Published Web Location

http://10.0.4.186/jc.2007-2358
No data is associated with this publication.
Abstract

Endogenous estradiol, testosterone, and SHBG may influence the risk of hip fracture.From the Women's Health Initiative Observational Study, 39,793 eligible postmenopausal women did not have a previous hip fracture and were not using estrogen or other bone-active therapies. Of these, 400 who had a first-time nonpathological hip fracture (median follow-up, 7 yr) were matched to 400 controls by age, ethnicity, and baseline blood draw date.

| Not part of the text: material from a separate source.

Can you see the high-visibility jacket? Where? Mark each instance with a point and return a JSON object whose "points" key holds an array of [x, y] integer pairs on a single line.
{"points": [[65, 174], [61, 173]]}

Estradiol, testosterone, and SHBG were measured in banked baseline serum.Compared with women in the lowest tertiles, those with bioavailable testosterone in the highest tertile had a lower risk [odds ratio (OR) = 0.62; 95% confidence interval (CI) = 0.44-0.88]; those with bioavailable estradiol in the highest tertile had a lower risk (OR = 0.44; 95% CI = 0.29-0.66), and those with SHBG in the highest tertile had a higher risk (OR = 1.90; 95% CI = 1.31-2.74) of hip fracture. In models with all three hormones and potential confounders, high SHBG remained a strong independent risk factor (OR = 1.76; 95% CI = 1.12-2.78), high bioavailable testosterone remained protective (OR = 0.64; 95% CI = 0.40-1.00), but estradiol no longer was associated (OR = 0.72; 95% CI = 0.42-1.23).High serum SHBG is associated with an increased risk of subsequent hip fracture and high endogenous testosterone with a decreased risk, independent of each other, serum estradiol concentration, and other putative risk factors. But endogenous estradiol has no independent association with hip fracture.